In the wake of the decision, practically every state in the U.S. changed its laws and constitutions to prevent the use of eminent domain for private development. This meant that cities and developers looking to impose their vision on neighborhoods can’t force property owners to sell. Developers must convince them by making a fair offer or plan around them if the homeowners won’t sell.

By using the amortization trick, a city first changes it’s zoning code, banning uses of property it doesn’t like. The city then gives the property owner a “reasonable” amount of time (in the city’s view) to continue the banned use, supposedly allowing the property owner to “break even” before having to stop their profitable use. This helps the city avoid having to compensate the owner for their loss. It’s happening in South Carolina right now to an auto repair shop.

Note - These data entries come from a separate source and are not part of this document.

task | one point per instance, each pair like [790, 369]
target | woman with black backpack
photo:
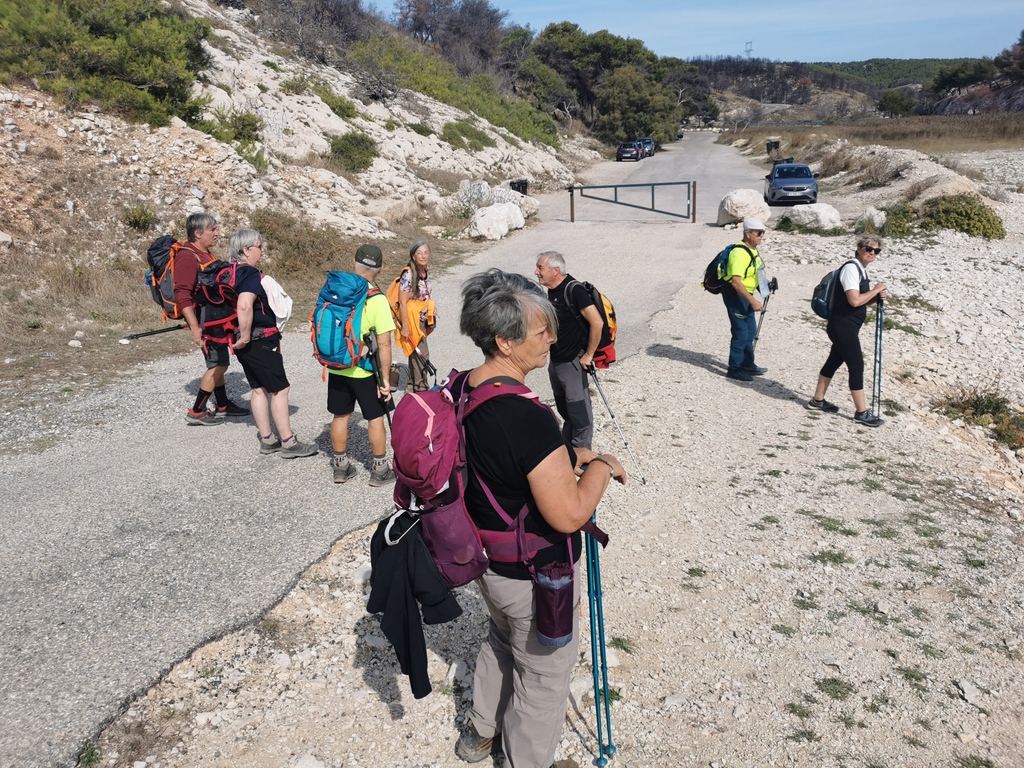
[849, 310]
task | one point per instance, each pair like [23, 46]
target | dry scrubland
[795, 592]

For nearly a decade, customers have been renting and dropping off U-Haul trucks at Sark’s Automotive in Mauldin, South Carolina. It’s been a good side business to their automotive repair business for Jeremy Sark and his partner Marie Dougherty. It provides enough income and work to provide for one or two employees. U-Haul also contracts with the shop to maintain and work on trucks. Truck rentals are also a source of new customers to the automotive repair business.

But Mauldin is a city with big plans. The city council and mayor want to transform its downtown. One of the many developers whom the city has courted expressed their distaste for U-Hauls, which they thought were unsightly. In 2021, the city passed wide-ranging changes to its zoning code to discourage the type of businesses it didn’t envision in its future. Every existing business was grandfathered in except for one: rental moving trucks.

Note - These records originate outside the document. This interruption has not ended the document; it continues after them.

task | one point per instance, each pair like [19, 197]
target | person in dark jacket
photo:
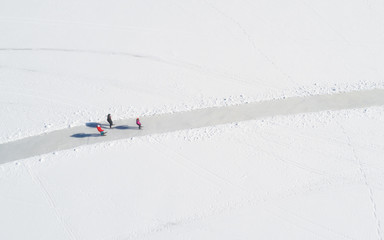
[138, 123]
[109, 119]
[101, 131]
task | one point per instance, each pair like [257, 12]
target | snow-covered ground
[305, 176]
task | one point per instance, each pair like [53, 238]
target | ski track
[366, 183]
[227, 76]
[35, 178]
[251, 41]
[82, 135]
[249, 199]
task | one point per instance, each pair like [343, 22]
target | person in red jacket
[101, 131]
[138, 123]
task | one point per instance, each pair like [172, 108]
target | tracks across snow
[83, 135]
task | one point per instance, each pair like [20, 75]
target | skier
[138, 123]
[109, 119]
[101, 131]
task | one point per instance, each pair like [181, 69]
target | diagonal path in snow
[83, 135]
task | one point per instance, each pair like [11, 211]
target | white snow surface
[305, 176]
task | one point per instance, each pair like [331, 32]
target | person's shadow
[94, 124]
[123, 127]
[84, 135]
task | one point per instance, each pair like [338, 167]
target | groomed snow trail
[83, 135]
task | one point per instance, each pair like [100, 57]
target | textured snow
[305, 176]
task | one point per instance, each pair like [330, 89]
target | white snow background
[306, 176]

Jeremy and Marie didn’t know that their rental business was on the chopping block and didn’t find out about the ban until their landlord was sent notice by the city, which they received in December 2021. That notice said that Sark’s had only until the end of December 2022 to keep renting U-Hauls. Shocked, Jeremy and Marie tried to get the city to change its mind, but their pleas were ignored.

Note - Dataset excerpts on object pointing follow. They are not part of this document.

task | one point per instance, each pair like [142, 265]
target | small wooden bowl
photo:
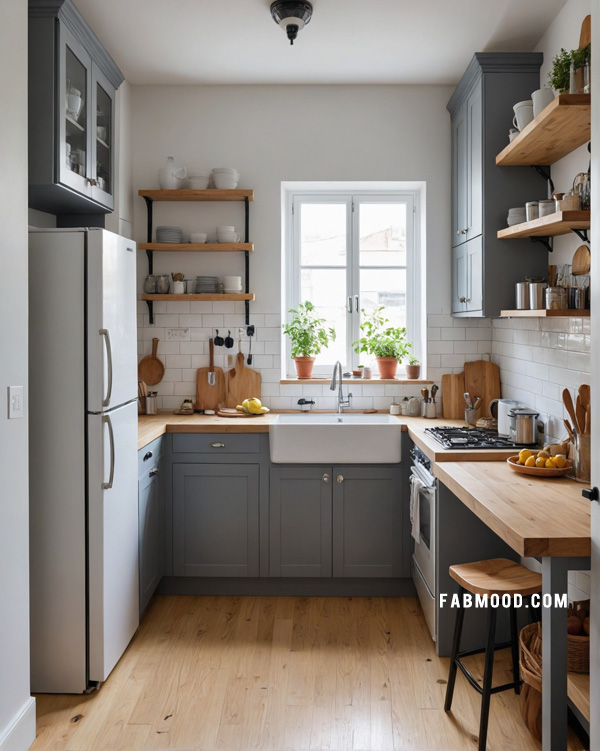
[538, 471]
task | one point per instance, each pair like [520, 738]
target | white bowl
[198, 237]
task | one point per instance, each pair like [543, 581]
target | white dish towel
[416, 484]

Just operating until the end of the year won’t come even close to compensating Sark’s for the loss of the U-Haul business. The annual revenue grew from $10,000 to more than $50,000 a year, and Jeremy and Marie have every reason to think it will continue to grow. South Carolina is one of the fastest growing states in the country. If they can no longer rental moving trucks, they would have to lay off one or two employees.

That’s why Jeremy and Marie are fighting back through a lawsuit brought on their behalf by the Institute for Justice. Renting U-Hauls is a safe, reasonable use of their property. Singling out this one use violates South Carolina law and its state constitution.

While it will be a different state court that considers their case, Jeremy and Marie can look north over the border to see another couple who beat an amortization attempt by Wilmington, North Carolina. David and Peg Schroeder were counting on short term rental income to own a second home close to their family. Wilmington decided that it didn’t like short term rentals and held a lottery to determine who would get to keep renting their properties. The Schroeders lost the lottery, but they won the lawsuit they filed with IJ.

To cities, amortization can seem like a slick trick to get around property owners’ rights. But cities that trade away present property owners in the hope of pleasing out-of-town developers may end up with nothing. Decades after New London took Susette’s home the promised development never came close to living up to the self-serving hype.

Sark’s is a mile down the street from where the city hopes to build its new downtown (the development of which has already been delayed a year). The shop is next to an auto parts store on one side, a furniture store on the other side, and across the street from a mayonnaise factory. All three have box trucks or semi-trailers coming to and from their location. Removing the U-Hauls won’t transform the neighborhood, but it will hurt a family business and people who count on a paycheck.